Sunday, January 25, 2009

Read after almost a year. and not reread.

I knocked on the door, half in the bag, tears running down my face and snow covering my shoulders. You met me in your pajamas and wearing eye glasses. I didn't even know you wore contacts. No words were exchanged you grabbed me and wrapped your arms so tightly around me I could barely breathe. I apologized 100 times over again as you laughed and said you knew it would be me. We went to the living room and smoked, your partner came from the other room looking confused and worried. We poured more drinks and unloaded. My friend and I joked the next morning that it looked like I punched myself in the eyeballs. As I stood in the bathroom that morning loading on eye liner I made a decision. Somethings are not worth your tears.

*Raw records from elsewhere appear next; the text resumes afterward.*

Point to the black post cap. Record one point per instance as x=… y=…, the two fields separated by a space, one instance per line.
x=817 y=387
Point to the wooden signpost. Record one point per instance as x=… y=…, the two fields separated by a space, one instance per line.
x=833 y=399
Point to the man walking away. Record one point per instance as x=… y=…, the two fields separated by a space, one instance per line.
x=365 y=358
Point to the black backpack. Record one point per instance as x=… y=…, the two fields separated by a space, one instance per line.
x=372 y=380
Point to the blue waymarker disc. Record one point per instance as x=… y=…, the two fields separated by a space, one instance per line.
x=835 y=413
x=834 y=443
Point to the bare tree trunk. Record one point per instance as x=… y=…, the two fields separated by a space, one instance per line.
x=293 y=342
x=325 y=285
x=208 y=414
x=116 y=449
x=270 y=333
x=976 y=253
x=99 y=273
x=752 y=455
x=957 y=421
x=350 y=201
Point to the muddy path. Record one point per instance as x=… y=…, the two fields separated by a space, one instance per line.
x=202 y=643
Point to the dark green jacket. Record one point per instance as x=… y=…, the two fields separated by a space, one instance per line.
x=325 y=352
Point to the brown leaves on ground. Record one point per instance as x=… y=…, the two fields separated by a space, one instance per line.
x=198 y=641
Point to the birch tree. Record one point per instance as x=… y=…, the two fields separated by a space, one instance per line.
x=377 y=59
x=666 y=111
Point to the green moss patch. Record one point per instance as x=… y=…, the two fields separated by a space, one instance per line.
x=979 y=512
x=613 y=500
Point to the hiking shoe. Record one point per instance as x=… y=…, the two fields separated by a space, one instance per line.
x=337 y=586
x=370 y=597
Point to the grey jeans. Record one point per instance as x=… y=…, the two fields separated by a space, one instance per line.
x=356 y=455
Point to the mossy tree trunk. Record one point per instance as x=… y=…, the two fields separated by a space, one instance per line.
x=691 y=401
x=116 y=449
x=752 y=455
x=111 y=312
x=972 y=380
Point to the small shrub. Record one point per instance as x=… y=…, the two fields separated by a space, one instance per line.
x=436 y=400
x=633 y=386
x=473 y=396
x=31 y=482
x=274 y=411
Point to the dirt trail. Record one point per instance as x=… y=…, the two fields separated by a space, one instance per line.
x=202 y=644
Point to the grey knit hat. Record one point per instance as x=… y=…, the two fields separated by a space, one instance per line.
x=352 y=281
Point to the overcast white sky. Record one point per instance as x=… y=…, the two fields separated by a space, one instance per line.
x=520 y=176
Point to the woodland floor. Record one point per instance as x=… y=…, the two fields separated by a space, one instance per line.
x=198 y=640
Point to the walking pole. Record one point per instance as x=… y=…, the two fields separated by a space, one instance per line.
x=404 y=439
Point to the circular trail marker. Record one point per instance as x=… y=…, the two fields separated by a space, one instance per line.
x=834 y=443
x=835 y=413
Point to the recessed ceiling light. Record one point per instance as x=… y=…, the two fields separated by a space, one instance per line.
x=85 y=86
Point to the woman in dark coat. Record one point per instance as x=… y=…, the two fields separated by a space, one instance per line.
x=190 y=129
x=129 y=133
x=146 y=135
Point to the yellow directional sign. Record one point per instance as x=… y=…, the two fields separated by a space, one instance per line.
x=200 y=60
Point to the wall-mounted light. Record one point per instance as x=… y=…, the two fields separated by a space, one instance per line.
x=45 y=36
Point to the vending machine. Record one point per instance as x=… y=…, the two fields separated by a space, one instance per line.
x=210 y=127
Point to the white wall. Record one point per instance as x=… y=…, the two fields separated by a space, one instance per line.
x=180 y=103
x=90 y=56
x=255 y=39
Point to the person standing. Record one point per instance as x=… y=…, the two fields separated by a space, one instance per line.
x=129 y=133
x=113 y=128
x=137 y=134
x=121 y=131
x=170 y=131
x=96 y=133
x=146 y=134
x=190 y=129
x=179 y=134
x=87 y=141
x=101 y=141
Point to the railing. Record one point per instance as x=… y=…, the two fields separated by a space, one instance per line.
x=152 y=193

Less than 12 hours later I received the worst phone call of my life. I coasted on fumes until I hit your street and then I saw the flashing lights. Something you see in a movie that makes your heart skip a beat. I began screaming I pushed my way through the pigs until I saw your partner and my partner in crime. There he stood 20 years older than meand as white as his bathrobe that was draped around him. I grabbed him as though you did to me less than 12 hours prior. He fell into my arms.
And this is where I typically stop thinking, my mind goes into over drive. This is what keeps me up at night this is what allows me to stare off into the black space that I enjoy zoning into.
The sight I don't like to think of. the last memory I have of you. the first memory i have of a dead person. The noises of a zipper. the thuds then zip. The front door opened 3 hours later and you were out of our lives.